Nel Pd Zeni insidia a Pacher la candidatura per il dopo Dellai

Il nome del giovane capogruppo si fa sempre più insistente nell’area kessleriana del partito ma tra i due litiganti potrebbe spuntare Alessandro Olivi, l’assessore «indipendente»


di Robert Tosin


TRENTO. Tutti dicono che prima dei nomi vengono i programmi, ché poi l’intesa si trova. Non è vero niente. I nomi contano, eccome. Non a caso la corsa al dopo-Dellai è cominciata prima di tutto all’interno dei partiti. Nel caso specifico si registra un certo fiorire di candidature (e autocandidature) all’interno del Pd, per il momento con il solo risultato di creare malumori per un motivo o per l’altro. Se il centro destra si trova attualmente nell’indeterminatezza più totale, senza un leader e senza nemmeno alleanze solide (nel Pdl qualcuno se ne va, la Lega ha i suoi problemi interni), il centro sinistra non sta molto meglio. Certo, parte da un bacino di voti ineguagliabile, ed è già un bel partire, ma gli equilibri interni della coalizione non sono certo definiti. L’Upt sta cercando di superare lo stallo con proposte di una nuova politica che però prima devono attecchire, il Patt ha le sue legittime ambizioni (e gli attacchi all’autonomia da Roma fanno il gioco delle Stelle alpine), mentre il Pd, come al solito, prova a farsi del male da solo.

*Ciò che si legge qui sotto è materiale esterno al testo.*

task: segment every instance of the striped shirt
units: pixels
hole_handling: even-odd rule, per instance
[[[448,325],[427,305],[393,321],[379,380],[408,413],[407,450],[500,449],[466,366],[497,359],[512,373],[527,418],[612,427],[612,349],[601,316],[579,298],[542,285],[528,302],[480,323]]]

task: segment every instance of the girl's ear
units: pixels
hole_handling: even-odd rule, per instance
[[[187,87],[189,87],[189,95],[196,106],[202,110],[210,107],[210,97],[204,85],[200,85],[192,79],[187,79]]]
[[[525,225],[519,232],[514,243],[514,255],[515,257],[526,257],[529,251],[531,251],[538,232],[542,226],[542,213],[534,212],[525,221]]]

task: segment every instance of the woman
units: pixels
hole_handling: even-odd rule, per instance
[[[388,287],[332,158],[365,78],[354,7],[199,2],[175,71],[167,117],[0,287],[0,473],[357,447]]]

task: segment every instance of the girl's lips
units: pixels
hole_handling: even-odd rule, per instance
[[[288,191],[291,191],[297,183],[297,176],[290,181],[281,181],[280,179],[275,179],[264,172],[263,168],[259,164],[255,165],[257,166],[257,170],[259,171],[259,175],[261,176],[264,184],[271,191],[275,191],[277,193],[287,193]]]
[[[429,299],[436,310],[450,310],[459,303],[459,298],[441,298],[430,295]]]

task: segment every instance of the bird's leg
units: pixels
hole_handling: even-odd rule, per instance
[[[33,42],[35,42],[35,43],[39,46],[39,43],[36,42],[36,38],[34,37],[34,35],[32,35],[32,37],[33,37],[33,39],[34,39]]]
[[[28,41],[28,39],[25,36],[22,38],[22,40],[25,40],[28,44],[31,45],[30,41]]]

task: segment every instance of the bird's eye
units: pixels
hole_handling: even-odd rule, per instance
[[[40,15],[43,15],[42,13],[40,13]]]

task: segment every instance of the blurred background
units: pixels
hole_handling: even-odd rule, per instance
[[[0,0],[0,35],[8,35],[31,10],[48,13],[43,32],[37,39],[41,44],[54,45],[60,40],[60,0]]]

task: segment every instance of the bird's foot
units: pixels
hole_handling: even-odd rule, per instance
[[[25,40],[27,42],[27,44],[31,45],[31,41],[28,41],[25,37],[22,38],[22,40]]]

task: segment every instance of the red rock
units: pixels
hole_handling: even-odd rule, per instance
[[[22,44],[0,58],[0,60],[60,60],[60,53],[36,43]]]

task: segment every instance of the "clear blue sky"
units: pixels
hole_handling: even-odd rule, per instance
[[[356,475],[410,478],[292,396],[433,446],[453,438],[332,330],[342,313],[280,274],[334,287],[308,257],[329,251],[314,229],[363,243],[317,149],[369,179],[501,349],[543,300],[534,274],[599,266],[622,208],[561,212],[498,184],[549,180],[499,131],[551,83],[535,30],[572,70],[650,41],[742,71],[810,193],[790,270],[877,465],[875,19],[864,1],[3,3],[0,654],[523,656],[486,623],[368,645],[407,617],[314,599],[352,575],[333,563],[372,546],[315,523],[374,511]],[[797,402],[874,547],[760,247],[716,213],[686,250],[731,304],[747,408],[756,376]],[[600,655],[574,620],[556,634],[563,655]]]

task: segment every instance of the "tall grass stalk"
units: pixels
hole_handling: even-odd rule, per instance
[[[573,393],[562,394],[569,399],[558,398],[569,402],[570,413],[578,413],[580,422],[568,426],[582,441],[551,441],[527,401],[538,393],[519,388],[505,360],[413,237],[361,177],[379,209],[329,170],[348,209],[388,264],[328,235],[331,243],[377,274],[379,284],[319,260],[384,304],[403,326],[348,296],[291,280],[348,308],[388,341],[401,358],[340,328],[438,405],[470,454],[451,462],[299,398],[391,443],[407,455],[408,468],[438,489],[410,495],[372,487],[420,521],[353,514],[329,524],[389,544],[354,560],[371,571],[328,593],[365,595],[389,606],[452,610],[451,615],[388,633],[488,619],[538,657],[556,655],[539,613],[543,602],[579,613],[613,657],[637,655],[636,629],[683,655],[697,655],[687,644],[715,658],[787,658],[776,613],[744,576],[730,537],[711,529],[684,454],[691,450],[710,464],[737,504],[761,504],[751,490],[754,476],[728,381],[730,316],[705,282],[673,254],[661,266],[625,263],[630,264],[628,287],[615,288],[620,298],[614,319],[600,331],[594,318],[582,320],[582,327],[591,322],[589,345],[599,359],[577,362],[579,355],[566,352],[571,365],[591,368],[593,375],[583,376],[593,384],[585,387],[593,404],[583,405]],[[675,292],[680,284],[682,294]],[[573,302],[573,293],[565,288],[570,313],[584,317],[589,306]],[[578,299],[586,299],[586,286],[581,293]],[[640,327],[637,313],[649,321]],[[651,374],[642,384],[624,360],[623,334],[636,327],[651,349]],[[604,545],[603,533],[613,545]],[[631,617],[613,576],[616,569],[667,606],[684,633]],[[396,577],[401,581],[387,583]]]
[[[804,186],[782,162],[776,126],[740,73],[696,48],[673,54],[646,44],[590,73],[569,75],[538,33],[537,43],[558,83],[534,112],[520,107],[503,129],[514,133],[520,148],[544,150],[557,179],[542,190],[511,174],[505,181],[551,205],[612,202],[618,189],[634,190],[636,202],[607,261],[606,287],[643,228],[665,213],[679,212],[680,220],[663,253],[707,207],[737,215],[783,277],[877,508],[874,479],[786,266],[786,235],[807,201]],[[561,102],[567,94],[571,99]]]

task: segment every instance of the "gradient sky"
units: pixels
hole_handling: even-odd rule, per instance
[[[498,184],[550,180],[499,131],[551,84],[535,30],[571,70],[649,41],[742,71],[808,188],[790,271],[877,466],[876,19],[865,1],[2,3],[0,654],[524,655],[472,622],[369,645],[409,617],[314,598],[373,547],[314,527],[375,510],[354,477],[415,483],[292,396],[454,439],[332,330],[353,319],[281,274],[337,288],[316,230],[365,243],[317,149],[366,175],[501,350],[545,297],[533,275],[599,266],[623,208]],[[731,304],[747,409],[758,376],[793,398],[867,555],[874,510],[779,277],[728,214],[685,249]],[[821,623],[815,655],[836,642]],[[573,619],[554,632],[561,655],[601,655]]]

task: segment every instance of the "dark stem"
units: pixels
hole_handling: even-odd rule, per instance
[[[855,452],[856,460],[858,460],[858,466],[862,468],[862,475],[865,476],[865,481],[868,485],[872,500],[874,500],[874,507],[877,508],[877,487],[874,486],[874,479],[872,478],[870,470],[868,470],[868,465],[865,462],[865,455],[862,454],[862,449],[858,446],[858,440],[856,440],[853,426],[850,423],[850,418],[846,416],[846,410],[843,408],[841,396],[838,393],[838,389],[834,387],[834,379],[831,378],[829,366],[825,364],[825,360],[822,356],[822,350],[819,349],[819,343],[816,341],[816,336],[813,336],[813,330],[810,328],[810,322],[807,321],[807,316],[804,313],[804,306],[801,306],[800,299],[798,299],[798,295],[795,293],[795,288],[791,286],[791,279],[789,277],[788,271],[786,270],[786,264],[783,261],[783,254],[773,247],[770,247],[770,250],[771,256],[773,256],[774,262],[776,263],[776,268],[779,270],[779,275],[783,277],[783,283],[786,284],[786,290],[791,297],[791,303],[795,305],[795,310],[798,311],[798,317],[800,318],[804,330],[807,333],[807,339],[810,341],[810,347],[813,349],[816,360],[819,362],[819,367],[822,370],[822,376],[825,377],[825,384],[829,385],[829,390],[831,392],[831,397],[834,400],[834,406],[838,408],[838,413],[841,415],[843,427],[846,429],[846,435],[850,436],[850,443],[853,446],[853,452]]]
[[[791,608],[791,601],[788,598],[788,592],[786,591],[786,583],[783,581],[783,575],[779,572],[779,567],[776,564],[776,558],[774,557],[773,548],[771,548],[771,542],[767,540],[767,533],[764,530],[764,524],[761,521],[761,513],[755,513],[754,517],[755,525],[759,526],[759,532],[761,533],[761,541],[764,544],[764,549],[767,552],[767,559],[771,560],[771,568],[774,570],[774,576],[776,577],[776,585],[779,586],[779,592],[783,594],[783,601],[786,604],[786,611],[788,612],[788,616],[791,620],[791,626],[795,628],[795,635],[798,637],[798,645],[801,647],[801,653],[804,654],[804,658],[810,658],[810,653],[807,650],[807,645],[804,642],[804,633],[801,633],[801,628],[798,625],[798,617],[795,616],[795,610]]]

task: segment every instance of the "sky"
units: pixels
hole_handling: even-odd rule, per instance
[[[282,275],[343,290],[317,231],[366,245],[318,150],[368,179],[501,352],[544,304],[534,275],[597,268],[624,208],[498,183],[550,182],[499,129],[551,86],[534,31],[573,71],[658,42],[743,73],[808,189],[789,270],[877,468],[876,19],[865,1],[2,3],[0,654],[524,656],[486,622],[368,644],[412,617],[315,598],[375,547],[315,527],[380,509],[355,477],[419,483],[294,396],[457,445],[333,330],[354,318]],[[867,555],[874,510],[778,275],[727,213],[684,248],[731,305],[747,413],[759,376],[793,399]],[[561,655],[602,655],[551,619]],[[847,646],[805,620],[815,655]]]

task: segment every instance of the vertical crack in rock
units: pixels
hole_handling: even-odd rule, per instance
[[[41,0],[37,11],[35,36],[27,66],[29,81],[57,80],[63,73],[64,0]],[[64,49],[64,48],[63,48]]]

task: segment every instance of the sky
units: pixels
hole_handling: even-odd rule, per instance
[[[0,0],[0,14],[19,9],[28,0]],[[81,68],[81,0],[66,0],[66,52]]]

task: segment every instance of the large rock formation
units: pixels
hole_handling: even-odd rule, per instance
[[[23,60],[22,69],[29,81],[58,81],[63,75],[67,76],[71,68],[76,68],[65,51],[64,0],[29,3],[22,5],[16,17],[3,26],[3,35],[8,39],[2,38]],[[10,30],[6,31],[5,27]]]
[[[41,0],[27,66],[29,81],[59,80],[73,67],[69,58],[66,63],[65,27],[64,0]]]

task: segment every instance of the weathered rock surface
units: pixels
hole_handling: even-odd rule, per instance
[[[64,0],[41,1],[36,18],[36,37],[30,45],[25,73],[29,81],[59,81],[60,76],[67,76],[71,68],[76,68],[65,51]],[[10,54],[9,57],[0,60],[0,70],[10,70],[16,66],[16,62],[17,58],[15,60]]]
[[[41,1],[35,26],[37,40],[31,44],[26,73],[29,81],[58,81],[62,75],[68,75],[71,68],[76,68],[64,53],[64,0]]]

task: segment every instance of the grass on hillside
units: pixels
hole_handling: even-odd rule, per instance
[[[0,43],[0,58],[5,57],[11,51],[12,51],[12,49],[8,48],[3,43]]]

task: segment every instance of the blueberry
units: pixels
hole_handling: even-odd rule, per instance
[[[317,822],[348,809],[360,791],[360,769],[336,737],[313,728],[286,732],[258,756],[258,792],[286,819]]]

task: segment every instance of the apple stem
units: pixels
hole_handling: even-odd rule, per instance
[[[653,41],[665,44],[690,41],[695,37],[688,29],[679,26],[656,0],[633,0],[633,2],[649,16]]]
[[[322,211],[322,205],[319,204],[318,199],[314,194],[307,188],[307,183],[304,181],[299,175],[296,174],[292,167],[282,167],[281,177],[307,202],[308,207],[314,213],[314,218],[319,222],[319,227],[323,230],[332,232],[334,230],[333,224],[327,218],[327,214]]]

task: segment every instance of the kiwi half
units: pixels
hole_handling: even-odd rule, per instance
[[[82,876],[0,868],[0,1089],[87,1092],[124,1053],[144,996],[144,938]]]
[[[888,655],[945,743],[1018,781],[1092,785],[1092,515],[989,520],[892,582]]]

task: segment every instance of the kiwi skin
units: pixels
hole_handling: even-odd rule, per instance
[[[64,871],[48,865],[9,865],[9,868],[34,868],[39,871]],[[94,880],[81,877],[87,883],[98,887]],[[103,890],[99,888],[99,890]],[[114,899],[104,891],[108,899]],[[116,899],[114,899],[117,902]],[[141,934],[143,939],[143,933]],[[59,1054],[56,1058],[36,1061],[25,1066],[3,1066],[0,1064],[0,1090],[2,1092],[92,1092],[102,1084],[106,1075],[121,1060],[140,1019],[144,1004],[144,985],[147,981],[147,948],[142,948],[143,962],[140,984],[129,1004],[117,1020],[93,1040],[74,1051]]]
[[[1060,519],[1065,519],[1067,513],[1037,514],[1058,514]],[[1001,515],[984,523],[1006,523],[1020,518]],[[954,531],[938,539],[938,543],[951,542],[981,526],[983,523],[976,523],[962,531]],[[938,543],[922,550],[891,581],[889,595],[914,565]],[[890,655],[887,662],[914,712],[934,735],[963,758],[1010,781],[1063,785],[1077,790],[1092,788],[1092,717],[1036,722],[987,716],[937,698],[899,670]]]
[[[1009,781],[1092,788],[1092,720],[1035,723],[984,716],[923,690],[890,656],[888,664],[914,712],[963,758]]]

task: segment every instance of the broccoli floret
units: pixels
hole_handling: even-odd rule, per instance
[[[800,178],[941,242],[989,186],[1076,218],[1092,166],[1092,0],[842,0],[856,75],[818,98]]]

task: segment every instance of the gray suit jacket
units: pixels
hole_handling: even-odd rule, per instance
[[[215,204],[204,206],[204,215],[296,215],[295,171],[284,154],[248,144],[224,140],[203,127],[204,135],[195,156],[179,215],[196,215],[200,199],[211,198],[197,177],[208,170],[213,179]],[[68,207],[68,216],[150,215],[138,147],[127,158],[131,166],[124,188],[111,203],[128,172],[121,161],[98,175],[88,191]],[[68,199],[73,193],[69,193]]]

Il nervosismo a sinistra è dettato dai nomi che cominciano a circolare, tutti ben motivati ma lontani da una direttiva del partito orientato alle primarie, foriere però di parecchie sorprese almeno a livello nazionale. A stimolare la situazione è la corrente kessleriana del partito che ambisce a un ruolo di primo piano nella scelta del possibile successore di Dellai. Il nome che viene fatto più insistentemente è quello di Luca Zeni, l’attuale capogruppo. Giovane, preparato, faccia nuova: risponde a molti di quei criteri che si crede siano appetiti dall’elettorato di oggi. In aula ha guidato i suoi in modo positivo e non ha disdegnato qualche battibecco a distanza col presidente Dellai.

La candidatura però non piace ai “tradizionalisti” del partito - soprattutto per questioni di esperienza - che invece appoggiano senza riserve Alberto Pacher, l’attuale vicepresidente. Parrebbe il candidato naturale: prima il ruolo di sindaco e ora quello in giunta provinciale valgono un curriculum di tutto rispetto da mettere sul piatto. Ma un conto sono le logiche di partito, un altro sarebbe affidarsi alle primarie col rischio tafazziano di spaccare il partito.

Anche perché la contesa non finisce qui. Tramontata l’ipotesi di concentrare tutte le risorse su Donata Borgonovo Re, ex difensore civico, nome di spicco della società ma non del partito, a muoversi leggermente defilato c’è Alessandro Olivi. Anche lui può vantare l’esperienza di Pacher (sindaco a Folgaria, Comune certo più piccolo rispetto a Trento) e come assessore provinciale ha dovuto affrontare la stagione della crisi. Ma si può dire che dei tre lui sia il meno organico al partito, più anima critica e “indipendente”. Rischierebbe di essere più indigesto al resto della coalizione rispetto a un Pacher più rassicurante.

Nasce quindi ora, nel Pd, un problema di abbondanza. Il Patt corre compatto al fianco di Ugo Rossi (che in effetti potrebbe trarre giovamento nel presentarsi anche come ago della bilancia tra i partner di coalizione), Mauro Gilmozzi per ora è il primo dei papabili per l’Upt, mentre a sinistra - se diamo credito alle voci di corridoio - stanno aumentando considerevolmente le quote di Luca Zeni, dato a un’incollatura, se non di meno, da Alberto Pacher. In questo contesto il partito ancora non è intervenuto e la preoccupazione degli iscritti è proprio che la contesa mini alla base il dibattito politico che dovrebbe se non altro stabilire le regole della corsa. Malesseri e malumori sono già affiorati.